The programme being offered by EIT would help get younger people interested and would hopefully help ‘fast-track them into their careers”.
“The announcement of an extra $137 million for roading is great news for the region, but it will take us all a while to ramp up to meet that increase.
“Getting the right people in is not easy because we are competing with forestry. We definitely needed a strategy,” he said.
Having localised training was definitely a step in the right direction.
EIT will offer the New Zealand Certificate in Infrastructure Works from next April, head of school, trades and technology Todd Rogers confirmed yesterday.
The programme is a first for EIT. Planning has been underway for some time to meet NZQA and Tertiary Education Commission approval.

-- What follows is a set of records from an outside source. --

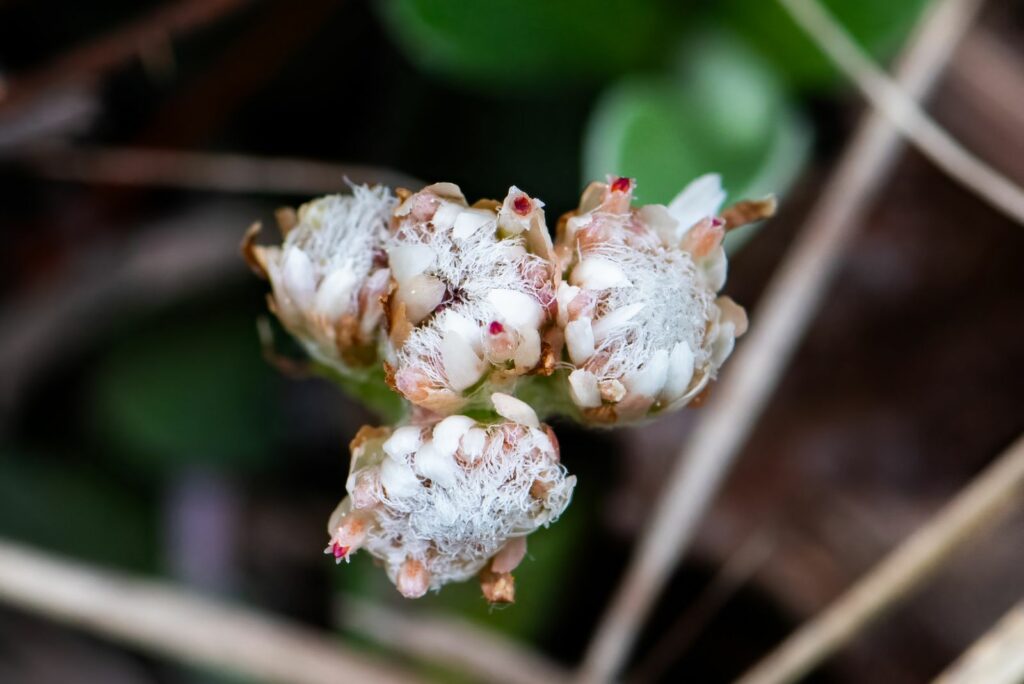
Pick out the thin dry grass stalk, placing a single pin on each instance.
(903, 111)
(997, 657)
(172, 622)
(455, 642)
(979, 506)
(788, 305)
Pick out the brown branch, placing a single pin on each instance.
(979, 506)
(208, 171)
(175, 623)
(788, 305)
(112, 50)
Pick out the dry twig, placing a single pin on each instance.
(208, 171)
(904, 112)
(986, 500)
(449, 641)
(111, 50)
(997, 657)
(173, 622)
(788, 305)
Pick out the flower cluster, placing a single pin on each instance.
(644, 331)
(441, 501)
(466, 307)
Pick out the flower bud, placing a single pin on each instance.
(644, 330)
(452, 499)
(330, 273)
(473, 295)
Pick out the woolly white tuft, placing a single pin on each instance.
(449, 512)
(328, 275)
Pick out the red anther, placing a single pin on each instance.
(622, 184)
(521, 205)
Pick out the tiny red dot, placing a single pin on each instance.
(521, 205)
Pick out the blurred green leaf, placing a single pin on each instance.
(78, 510)
(519, 43)
(879, 26)
(724, 112)
(187, 392)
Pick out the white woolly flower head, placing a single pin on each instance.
(444, 501)
(330, 273)
(644, 331)
(473, 296)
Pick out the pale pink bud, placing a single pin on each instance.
(413, 580)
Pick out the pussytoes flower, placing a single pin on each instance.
(443, 501)
(330, 273)
(644, 329)
(473, 297)
(464, 306)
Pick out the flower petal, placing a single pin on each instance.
(599, 273)
(514, 410)
(299, 278)
(580, 340)
(584, 389)
(403, 440)
(516, 308)
(471, 220)
(649, 380)
(410, 260)
(462, 366)
(615, 319)
(450, 431)
(398, 479)
(335, 293)
(701, 199)
(680, 371)
(437, 467)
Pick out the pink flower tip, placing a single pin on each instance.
(622, 184)
(339, 552)
(521, 205)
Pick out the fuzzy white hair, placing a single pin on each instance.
(451, 496)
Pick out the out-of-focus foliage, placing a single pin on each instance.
(76, 509)
(181, 394)
(525, 43)
(522, 43)
(880, 26)
(723, 111)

Local contractors have given the proposal 100 percent support, indicating that they will welcome localised training aimed at ensuring new recruits will hit the ground running.

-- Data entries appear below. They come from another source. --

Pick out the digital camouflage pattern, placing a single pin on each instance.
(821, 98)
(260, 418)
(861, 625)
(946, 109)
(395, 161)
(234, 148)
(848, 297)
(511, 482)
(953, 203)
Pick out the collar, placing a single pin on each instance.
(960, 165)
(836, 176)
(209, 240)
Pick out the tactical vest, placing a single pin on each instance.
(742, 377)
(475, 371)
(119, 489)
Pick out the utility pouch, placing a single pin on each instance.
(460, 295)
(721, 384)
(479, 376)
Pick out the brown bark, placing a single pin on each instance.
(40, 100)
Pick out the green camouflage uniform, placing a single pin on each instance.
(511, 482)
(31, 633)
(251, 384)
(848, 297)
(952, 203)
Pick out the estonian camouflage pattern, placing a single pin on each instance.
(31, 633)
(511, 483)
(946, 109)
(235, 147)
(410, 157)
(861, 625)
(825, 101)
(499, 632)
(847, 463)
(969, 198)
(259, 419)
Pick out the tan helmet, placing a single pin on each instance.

The programme will be open to new entrants and existing workers, with at least one company already planning to enrol all its unqualified staff next year.
There will be both a 16 week full-time course and part-time study options. The part-time option is designed to cater to those already working in the industry, with evening classes and block courses over a period to meet the industry’s needs.
Contractors are keen to have graduates who have all the key license endorsements , experience in using specialised equipment and a sound understanding of the health and safety requirements and industry practices.
The Level 3 programme will cover all these areas with EIT supplying all the necessary equipment, either purchased or leased. Students will also be taught traffic management.
The part-time option will include some on-the-job training with work experience for those studying full time.
The programme has the support of the Industry Training Organisation, Connexis.
“It will give those already in the industry the opportunity to work towards a New Zealand Certificate. Newcomers to the industry will gain experience with all related hand-operated equipment and machinery but also fork lifts, wheels, tracks, rollers on an infrastructure site,” said assistant head of trades Tim Jagusch.
Successful students would come out with F, R, T and W endorsements on their licences as well as traffic controllers and dangerous good licences.
“With the increase of work available, this will be a great career choice for those who are prepared to study and we have a great network of support people to help them do that,” said Mr Jagusch.
Currently there are 980 people employed in the roading industry in Hawke’s Bay and Gisborne. This is expected to grow to over 1200 over the next two years. Over half the existing workforce is aged over 45.
The $137 million boost announced by the Prime Minister comes on top of the regions’s annual roading budget.